Simulate network partition using NetworkPolicy:

# Block leader from API server
kubectl apply -f - <<EOF
apiVersion: networking.k8s.io/v1
kind: NetworkPolicy
metadata:
  name: block-leader
  namespace: dns-system
spec:
  podSelector:
    matchLabels:
      statefulset.kubernetes.io/pod-name: $LEADER
  policyTypes:
  - Egress
  egress: []  # Block all egress
EOF

# Wait for lease expiration (~15 seconds)
sleep 20

# Verify new leader elected
kubectl get lease -n dns-system bindy-leader

# Cleanup
kubectl delete networkpolicy -n dns-system block-leader

Troubleshooting¶

No Leader Elected¶

Symptom: No operator instance becomes leader, resources not reconciling

Check:

# Verify lease exists
kubectl get lease -n dns-system bindy-leader

# Check operator logs
kubectl logs -n dns-system deployment/bindy --all-containers=true

# Verify RBAC permissions
kubectl auth can-i get leases \
  --namespace=dns-system \
  --as=system:serviceaccount:dns-system:bindy

Common causes: - Missing coordination.k8s.io/leases RBAC permissions - Network issues preventing API server access - ENABLE_LEADER_ELECTION=false set incorrectly

Fix:

# Ensure RBAC includes leases
kubectl apply -f deploy/rbac/role.yaml

# Restart operators
kubectl rollout restart deployment -n dns-system bindy

Multiple Leaders (Split Brain)¶

Symptom: Multiple operators reconciling simultaneously, conflicts in logs

This should NEVER happen with proper leader election. If it does:

# Check if all operators use the same LEASE_NAME
kubectl get deployment -n dns-system bindy -o yaml | grep LEASE_NAME

# Delete and recreate lease to force re-election
kubectl delete lease -n dns-system bindy-leader

# Watch for single leader election
kubectl get lease -n dns-system bindy-leader -w

Verify:

# All operators should show the same lease holder
kubectl logs -n dns-system deployment/bindy --all-containers=true \
  | grep "holderIdentity"

Frequent Leadership Changes¶

Symptom: Leader changes every few minutes, instability

Check:

# Monitor lease renewals
kubectl get lease -n dns-system bindy-leader -w

# Check operator resource usage (may be OOMKilled)
kubectl top pods -n dns-system -l app=bindy

# Check operator logs for crashes
kubectl logs -n dns-system deployment/bindy --previous

Common causes: - Operator pods being OOMKilled (increase memory limits) - Network latency to API server - Node instability - Too aggressive LEASE_DURATION_SECONDS

Fix:

# Increase lease duration for unstable environments
kubectl set env deployment/bindy \
  -n dns-system \
  LEASE_DURATION_SECONDS=30 \
  LEASE_RENEW_DEADLINE_SECONDS=20

Leader Not Reconciling¶

Symptom: Leader elected but resources not reconciling

Check:

# Verify leader pod is running
LEADER=$(kubectl get lease -n dns-system bindy-leader \
  -o jsonpath='{.spec.holderIdentity}')
kubectl get pod -n dns-system $LEADER

# Check leader logs
kubectl logs -n dns-system $LEADER -f

# Look for operator startup messages
kubectl logs -n dns-system $LEADER | grep "Starting.*operator"

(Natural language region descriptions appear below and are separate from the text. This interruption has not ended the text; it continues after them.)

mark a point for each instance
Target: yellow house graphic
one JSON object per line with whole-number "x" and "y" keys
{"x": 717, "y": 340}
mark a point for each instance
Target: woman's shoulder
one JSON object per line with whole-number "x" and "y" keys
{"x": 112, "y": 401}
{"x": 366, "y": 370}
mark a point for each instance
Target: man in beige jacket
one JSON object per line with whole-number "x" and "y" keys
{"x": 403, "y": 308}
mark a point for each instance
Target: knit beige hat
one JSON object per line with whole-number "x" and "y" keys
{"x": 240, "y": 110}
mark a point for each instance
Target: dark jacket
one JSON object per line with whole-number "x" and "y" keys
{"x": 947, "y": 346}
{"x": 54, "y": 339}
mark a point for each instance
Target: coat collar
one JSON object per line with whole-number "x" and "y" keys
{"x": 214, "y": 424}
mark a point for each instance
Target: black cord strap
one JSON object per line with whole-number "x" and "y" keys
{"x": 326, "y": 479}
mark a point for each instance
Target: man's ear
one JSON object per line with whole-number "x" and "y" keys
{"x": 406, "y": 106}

Common causes: - Leader pod stuck in initialization - Operator panic after acquiring leadership - Resource limits preventing reconciliation

Operator Disabled Leader Election¶

Symptom: ENABLE_LEADER_ELECTION=false but multiple replicas running

This will cause conflicts! Either:

Option 1: Enable leader election (recommended)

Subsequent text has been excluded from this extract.